Checking Your Flood Insurance Premium
National Flood Insurance Program offers a low-cost preferred risk policy to property owners in areas that have a low or moderate risk of flooding. Here’s how to check whether you’re entitled to that kind of coverage.
Check the flood insurance policy to see if it’s labeled as a preferred risk policy. — If it’s not labeled that way, find the Flood Insurance Rating Map (FIRM) zone on the policy. The rating of B, C or X means the property stands a low to moderate risk of flooding. Most property owners in those zones are eligible for preferred risk.
If the FIRM zone is not B, C or X, it’s not eligible for preferred risk.

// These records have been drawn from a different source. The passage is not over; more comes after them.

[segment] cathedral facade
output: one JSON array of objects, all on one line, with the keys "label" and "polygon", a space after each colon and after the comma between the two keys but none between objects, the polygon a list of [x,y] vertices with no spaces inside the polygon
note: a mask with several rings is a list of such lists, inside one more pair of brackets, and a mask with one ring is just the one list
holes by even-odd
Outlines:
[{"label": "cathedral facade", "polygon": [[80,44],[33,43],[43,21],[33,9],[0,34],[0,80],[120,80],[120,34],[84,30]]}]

To double-check whether your home is classified correctly on your policy, go to floodsmart.gov. On the left-hand side, type in your street address and whether your property is residential or not, and then click “Go.” The Web site will tell you whether your property is considered a low to moderate risk for flooding. If it is, then you probably qualify for a preferred risk policy.
To get preferred risk coverage, the property must be nonresidential or residential for one to four families. Residential condominium associations are not eligible. Also, property owners can’t get preferred risk rates if they exceed various limits on flood insurance claims and disaster relief payments.